A razão é elementar: privar o ser humano do mais precioso valor, só abaixo da vida, atenta contra seus instintos naturais e só pode torná-los piores. Há evidente contradição entre o objetivo de reabilitar para a vida social e a privação do convívio social. Não se consegue ensinar alguém a nadar a não ser dentro da água. Não se consegue ensinar alguém a obedecer as regras sociais retirando-o da vida em sociedade.

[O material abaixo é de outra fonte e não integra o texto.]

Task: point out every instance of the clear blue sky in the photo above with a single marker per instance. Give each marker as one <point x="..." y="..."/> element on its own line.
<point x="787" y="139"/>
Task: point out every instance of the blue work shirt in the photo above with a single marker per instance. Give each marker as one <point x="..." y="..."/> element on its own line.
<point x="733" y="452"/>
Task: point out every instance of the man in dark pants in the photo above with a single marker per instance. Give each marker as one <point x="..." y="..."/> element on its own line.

Já que não se inventou ainda uma maneira de preservar a segurança da sociedade e de punir os que violam as regras dessa convivência pacífica, a única maneira de tornar, ou tentar tornar a vida carcerária menos inútil e menos nociva, é levando a sociedade para dentro das prisões, como se vem tentando com algum êxito em São Paulo, nos Centros de Ressocialização (contada em outro capítulo).

*     *     *     *

No dia da minha volta Nadia fez a gentileza de me comprar um singelo presente. Em retribuição, deixei com ela a fita com as imagens da implosão da Casa de Detenção de São Paulo e, dentro do envelope, coloquei uma cédula de 20 libras. Escrevi um bilhete dizendo mais ou menos o seguinte:

“Agradeço, sensibilizado, a atenção que me dispensou nestes últimos dias. Jamais esquecerei desta viagem e das coisas que você me ajudou a conhecer. A cédula que acompanha representa um velho costume japonês: é o sinal de que, um dia, voltaremos a nos encontrar. Muito obrigado”.

*     *     *     *

(24.10.06)


* O autor esclarece, ante a dúvida de muitos leitores, que os textos que estão sendo publicados foram escritos no segundo semestre de 2006 e que não foram atualizados.